Scene:     BLAISE PASCAL, in a monastery garden in Paris about the year 1658, walks meditatively across front-stage, stopping half-way to confide...


PASCAL1

I once called myself a mathematician. At the age of sixteen I astounded the greatest mathematicians of France with my Essay on the Conics (the proud Descartes was an exception: all he said was, "I cannot pretend to be interested in the work of a boy!"). I spent much time in the study of the abstract sciences. But the limited human companionship they produced disgusted me, so I turned to the study of man, and I saw that these abstract sciences are alien to man, and that by plunging into them I was wandering far from my proper condition. I thought at least to find many companions in the study of mankind, which is man's proper study. I was wrong! Still fewer study man than study mathematics.

But perhaps it is true that, if a man would be happy, he had better remain in ignorance of himself. Otherwise he is compelled to abase himself. I wish that, before entering upon deeper research into Nature, men would consider her seriously and at leisure, examining themselves too, and recognise what disproportion there is. Were man to begin by self-examination, he would see how incapable he is of further advance. How can a part possibly know the whole? A man may perhaps hope to know at least the other parts with which he has some proportion. But all the parts of the universe are so linked together that it seems to me impossible to know one apart from another or from the whole.

Let man then contemplate Nature in her full and lofty majesty... let man reawake and consider what he is compared with the reality of things; regard himself lost in this remote corner of Nature; and from the tiny cell where he lodges (the Universe), weigh at their true worth earth, kingdoms, towns, himself.
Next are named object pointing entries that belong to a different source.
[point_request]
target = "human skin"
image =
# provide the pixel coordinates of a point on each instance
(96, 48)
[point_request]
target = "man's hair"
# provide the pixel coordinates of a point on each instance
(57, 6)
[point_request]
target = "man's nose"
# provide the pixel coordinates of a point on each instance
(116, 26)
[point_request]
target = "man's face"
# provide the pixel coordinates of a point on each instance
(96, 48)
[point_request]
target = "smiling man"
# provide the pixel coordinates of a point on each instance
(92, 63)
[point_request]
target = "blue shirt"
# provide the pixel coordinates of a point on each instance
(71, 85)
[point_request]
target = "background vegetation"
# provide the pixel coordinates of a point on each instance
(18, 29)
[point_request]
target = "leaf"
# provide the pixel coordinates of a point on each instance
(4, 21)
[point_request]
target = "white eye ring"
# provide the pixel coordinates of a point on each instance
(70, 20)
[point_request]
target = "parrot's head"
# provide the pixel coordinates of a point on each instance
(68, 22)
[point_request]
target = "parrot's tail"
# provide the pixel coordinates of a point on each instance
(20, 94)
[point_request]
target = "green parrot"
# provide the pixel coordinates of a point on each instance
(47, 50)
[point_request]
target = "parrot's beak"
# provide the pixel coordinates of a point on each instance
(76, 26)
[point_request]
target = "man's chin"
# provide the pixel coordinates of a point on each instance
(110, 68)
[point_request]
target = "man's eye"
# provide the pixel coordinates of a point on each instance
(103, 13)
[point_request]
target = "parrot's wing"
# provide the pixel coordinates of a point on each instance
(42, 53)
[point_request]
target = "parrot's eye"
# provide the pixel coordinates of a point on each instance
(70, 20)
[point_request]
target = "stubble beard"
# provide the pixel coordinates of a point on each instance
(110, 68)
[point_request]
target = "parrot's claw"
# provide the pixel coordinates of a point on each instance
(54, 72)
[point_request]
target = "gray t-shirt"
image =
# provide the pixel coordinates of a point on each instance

What is a man when face to face with infinity?

But, to behold another prodigy, equally amazing, let him seek out the most delicate things he knows. He will think perhaps - after dividing and sub-dividing again, and exhausting himself in these conceptions - that he has reached the limit of minuteness in Nature. I will show him her infinite greatness. I will open to him therein a new abyss - all the unimaginable vastness of Nature enclosed within this atomised atom - an infinity of universes repeated, each within the mites contained within the last, endlessly, ceaselessly... Let him stand dumb before these wonders as amazing in their minuteness as the others in their vastness. For who can fail to marvel that our human body, which just now was imperceptible in the sum of things, is now a collossus, nay a world, nay a universe, compared with the nothingness which lies beyond our reach?

If a man will look at himself as I suggest, the sight will terrify him; and seeing himself suspended in the material form given him by Nature, between the two abysses of Infinity and Nothingness, he will tremble beholding these marvels, and I think that, as his curiosity turns to awe, he will rather gaze in silence than dare to question them.

For, I ask, what is man in Nature? A cypher compared with the Infinite, an All compared with Nothing, a mean between zero and all. Infinitely unable to grasp the extremes, the end of things and their principle are for him hopelessly hidden in an inpenetrable secret, for he is equally unable to see the Nothing whence he springs, and the Infinite in which he is swallowed up.

Failing to perceive these two Infinites, men have rashly plunged into an examination of Nature, as though they were in some proportion to her. They have, strange to say, tried to grasp the principles of things and thence go on to know the whole; their presumption is as infinite as the object which they seek. For it is certain that you cannot embark on this without infinite presumption of infinite ability - infinite as Nature herself.

Let us then know our limits. Our intelligence stands in the order of Intelligibles just where our body does in the vast realm of Nature. Confined as we are in every way, this middle state between two extremes figures in all our faculties. Too much noise deafens us, too much light blinds, too great a distance or too great a nearness hampers vision; too many words, or too few, obscure speech; too much pleasure is a bore, too many concords in music are unpleasing, too many benefits are an annoyance; first principles are too plain for us, too much truth baffles us. (I have known people who could not understand that to take four away from zero leaves zero!).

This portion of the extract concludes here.